Ci credete? Ci credete che i giornali riportino queste cose?
I fatti sono questi: Amanda Knox stata condannata a 26 anni di carcere per l’omicidio di Meredith Kercher, Raffaele Sollecito a 25. Entrambi dicono di essere innocenti. Il processo d’appello è l’occasione per analizzare prove e test, per ripercorrere la storia fin all’inizio. Il resto sono chiacchiere e, come direbbe qualcuno, le chiacchiere stanno a zero. Il fatto però è che in questa brutta storia le chiacchiere hanno invece fatto molto. Ve li ricordate i titoli tre anni fa sui “fidanzatini diabolici?”, sull’Amanda “mangiauomini?” su “Raffaele succube”? E tutti quei discorsi sul fatto che Amanda postasse le sue fotografie su Facebook, e così anche Raffaele? Insomma, tutti quei discorsi sul fatto che Amanda e Raffaele fossero esattamente come milioni di altri studenti nel mondo? In tre anni poi si è corsi dietro a qualsiasi notizia, semi-notizia, non notizia. Qualche settimana fa è anche stato detto che Amanda e Raffaele avrebbero avuto il permesso di incontrarsi in carcere. Era una balla, ovvio.

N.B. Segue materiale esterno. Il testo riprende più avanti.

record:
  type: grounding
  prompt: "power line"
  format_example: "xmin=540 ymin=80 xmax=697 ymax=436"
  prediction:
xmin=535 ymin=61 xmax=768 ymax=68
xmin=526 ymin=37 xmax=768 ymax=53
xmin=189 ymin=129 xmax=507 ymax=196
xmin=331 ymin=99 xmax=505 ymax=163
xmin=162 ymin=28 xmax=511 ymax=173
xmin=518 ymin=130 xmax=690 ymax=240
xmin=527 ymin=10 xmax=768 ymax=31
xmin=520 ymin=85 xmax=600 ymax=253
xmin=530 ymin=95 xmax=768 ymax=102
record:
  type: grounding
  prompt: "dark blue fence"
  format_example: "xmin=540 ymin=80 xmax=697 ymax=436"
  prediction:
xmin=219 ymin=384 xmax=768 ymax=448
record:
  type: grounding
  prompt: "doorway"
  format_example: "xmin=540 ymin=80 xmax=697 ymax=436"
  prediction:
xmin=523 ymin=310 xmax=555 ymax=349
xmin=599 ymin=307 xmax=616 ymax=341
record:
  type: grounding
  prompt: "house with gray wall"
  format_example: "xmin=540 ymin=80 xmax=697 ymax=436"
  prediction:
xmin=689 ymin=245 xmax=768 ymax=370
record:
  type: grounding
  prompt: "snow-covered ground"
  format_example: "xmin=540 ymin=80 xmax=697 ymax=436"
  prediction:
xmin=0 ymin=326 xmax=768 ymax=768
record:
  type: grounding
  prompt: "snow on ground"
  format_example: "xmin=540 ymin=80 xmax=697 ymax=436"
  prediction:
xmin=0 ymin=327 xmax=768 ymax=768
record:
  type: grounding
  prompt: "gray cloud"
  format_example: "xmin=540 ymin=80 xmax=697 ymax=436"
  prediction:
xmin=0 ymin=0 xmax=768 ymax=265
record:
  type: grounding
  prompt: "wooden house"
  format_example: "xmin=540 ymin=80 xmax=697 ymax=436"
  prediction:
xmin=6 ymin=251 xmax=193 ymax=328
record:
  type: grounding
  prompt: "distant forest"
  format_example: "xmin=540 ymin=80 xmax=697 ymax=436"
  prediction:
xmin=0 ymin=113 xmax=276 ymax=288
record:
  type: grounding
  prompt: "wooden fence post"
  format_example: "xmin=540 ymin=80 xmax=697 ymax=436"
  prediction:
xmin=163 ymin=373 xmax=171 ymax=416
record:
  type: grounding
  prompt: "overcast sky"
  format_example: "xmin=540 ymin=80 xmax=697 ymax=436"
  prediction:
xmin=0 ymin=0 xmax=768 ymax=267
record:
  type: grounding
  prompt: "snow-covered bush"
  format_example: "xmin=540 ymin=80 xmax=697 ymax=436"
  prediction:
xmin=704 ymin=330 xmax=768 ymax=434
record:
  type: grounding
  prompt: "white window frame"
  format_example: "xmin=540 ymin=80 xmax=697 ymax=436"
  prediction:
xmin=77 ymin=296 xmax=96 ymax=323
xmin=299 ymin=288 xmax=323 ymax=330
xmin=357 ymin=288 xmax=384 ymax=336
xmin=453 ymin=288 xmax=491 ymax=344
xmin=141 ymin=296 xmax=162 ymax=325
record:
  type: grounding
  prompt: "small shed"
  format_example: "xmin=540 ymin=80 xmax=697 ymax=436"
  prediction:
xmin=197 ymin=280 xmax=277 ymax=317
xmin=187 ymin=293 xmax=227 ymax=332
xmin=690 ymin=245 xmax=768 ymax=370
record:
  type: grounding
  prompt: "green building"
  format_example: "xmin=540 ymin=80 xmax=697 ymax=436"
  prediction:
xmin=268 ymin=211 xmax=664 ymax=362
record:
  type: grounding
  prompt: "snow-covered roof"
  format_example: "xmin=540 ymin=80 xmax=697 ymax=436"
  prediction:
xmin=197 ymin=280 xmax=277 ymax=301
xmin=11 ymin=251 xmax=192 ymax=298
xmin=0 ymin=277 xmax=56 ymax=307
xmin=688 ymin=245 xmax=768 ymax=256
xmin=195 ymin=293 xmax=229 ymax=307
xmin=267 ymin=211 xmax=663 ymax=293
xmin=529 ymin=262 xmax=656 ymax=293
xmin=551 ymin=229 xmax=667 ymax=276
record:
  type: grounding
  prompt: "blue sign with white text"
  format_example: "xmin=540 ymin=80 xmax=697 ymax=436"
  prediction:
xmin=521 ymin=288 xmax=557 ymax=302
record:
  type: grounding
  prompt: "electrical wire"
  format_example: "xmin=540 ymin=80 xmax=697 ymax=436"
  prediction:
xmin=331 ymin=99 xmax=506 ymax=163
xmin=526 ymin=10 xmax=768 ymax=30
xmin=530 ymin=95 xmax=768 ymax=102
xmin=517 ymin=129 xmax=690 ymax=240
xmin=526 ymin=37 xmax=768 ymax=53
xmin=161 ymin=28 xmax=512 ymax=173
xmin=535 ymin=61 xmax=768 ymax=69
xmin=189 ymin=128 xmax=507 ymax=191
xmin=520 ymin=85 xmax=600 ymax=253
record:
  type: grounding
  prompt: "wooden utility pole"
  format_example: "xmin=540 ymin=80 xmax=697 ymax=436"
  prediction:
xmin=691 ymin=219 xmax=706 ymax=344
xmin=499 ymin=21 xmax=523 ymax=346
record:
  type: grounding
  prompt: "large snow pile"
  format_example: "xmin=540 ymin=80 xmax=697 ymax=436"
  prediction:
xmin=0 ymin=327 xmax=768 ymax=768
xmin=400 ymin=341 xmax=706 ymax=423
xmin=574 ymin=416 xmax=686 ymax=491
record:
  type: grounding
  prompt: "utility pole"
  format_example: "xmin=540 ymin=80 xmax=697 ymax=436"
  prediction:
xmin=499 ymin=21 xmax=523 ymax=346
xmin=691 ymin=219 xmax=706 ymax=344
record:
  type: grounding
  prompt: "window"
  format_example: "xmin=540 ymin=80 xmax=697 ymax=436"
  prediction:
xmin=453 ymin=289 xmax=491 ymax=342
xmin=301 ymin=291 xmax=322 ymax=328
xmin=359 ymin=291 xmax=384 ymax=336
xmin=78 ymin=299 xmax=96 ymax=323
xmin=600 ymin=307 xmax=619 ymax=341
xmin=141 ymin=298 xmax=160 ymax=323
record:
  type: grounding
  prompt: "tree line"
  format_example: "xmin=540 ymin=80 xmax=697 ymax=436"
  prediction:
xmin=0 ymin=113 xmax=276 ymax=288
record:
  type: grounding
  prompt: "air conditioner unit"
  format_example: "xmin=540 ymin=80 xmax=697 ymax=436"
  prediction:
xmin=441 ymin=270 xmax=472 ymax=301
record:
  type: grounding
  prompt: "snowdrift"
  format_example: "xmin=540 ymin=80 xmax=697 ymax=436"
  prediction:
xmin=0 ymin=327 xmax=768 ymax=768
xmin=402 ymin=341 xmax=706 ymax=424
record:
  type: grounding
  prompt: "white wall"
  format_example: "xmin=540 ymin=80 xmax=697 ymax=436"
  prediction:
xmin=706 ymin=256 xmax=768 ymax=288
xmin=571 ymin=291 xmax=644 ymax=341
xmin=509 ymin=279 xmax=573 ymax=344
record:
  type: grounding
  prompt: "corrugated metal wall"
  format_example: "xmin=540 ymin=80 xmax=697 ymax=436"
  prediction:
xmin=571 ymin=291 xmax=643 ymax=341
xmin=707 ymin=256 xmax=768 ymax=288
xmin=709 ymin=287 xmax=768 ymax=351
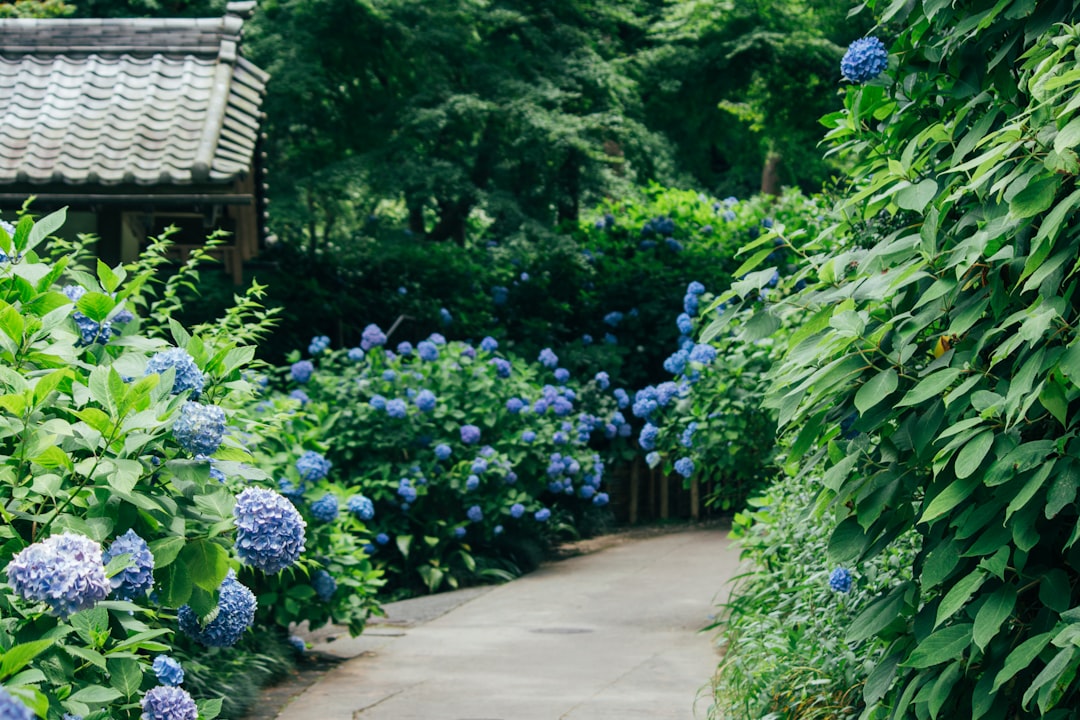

Personalmente ho avuto sempre molti dubbi sul fatto che Amanda Knox e Rafaele Sollecito siano colpevoli. Anzi, credo che siano innocenti. Ma mi attengo a ciò che viene fuori dal processo e dalle indagini, dai test e dagli interrogatori. Invece da tre anni si parla di tutt’altro. Diciamo la verità: i giornali avevano individuato i colpevoli prima di qualsiasi verdetto. Amanda e Raffaele erano fatti a forma di colpevoli: carini, lei disinibita, americana per giunta, avevano addirittura fumato qualche spinello. Quindi, “diabolici”.
Funziona così, putroppo. E lo stiamo vedendo anche ad Avetrana: la storia è già scritta, c’è una mente diabolica dietro la morte di Sarah Scazzi ed è quella di Sabrina Misseri. Il resto non conta più, conta solo quello che dicono gli ospiti di Milo Infante o di Bruno Vespa.
Un quotidiano romano, Il Messaggero, con un editoriale pubblicato due giorni fa, si lamentava del fatto che si sia sempre parlato molto di Amanda Knox e pochisimo della vittima, Meredith Kercher. È proprio questo il punto. Ma la colpa è di chi è in carcere o di chi si fa prendere da curiosità morbose sul numero di fidanzati avuti da Amanda (purtroppo giornalisti italiani sono andati fino a Seattle per scoprire a che età Amanda avesse fatto la prima volta l’amore)? Un altro quotidiano titolava: “Intanto Amanda in carcere canta”. Ma potrà cantare in un coro oppure no? Che rilevanza ha? E perché tu giornalista lo scrivi con quell’ammiccamento indignato? Grazie al cielo in carcere si svolgono anche attività e ci sono bravi volontari che si danno da fare.
Gli avvocati di Amanda Knox e di Raffaele Solecito si stanno battendo da tre anni perché si torni al punto, ai fatti. Fanno una fatica enorme a lasciare fuori pettegolezi e morbosità. Lo vogliono in fondo anche i genitori di Meredith Kercher che dicono “Si parla troppo di Amanda”.
Sono passati tre anni, una ragazza è morta assassinata, due ragazzi sono in carcere condannati a 26 e 25 anni, un altro, Rudy Guede, di anni ne dovrà scontare 16. Ora si inizia di nuovo, parte il processo d’appello. Per favore, che la compagnia di giro resti ferma, che il modellino della casa di via della Pergola, a Perugia, rimanga nei magazzini di Porta e Porta, che chi parla sappia almeno a grandi linee che cosa è accaduto in questi anni di indagini. Le chiacchiere stanno a zero.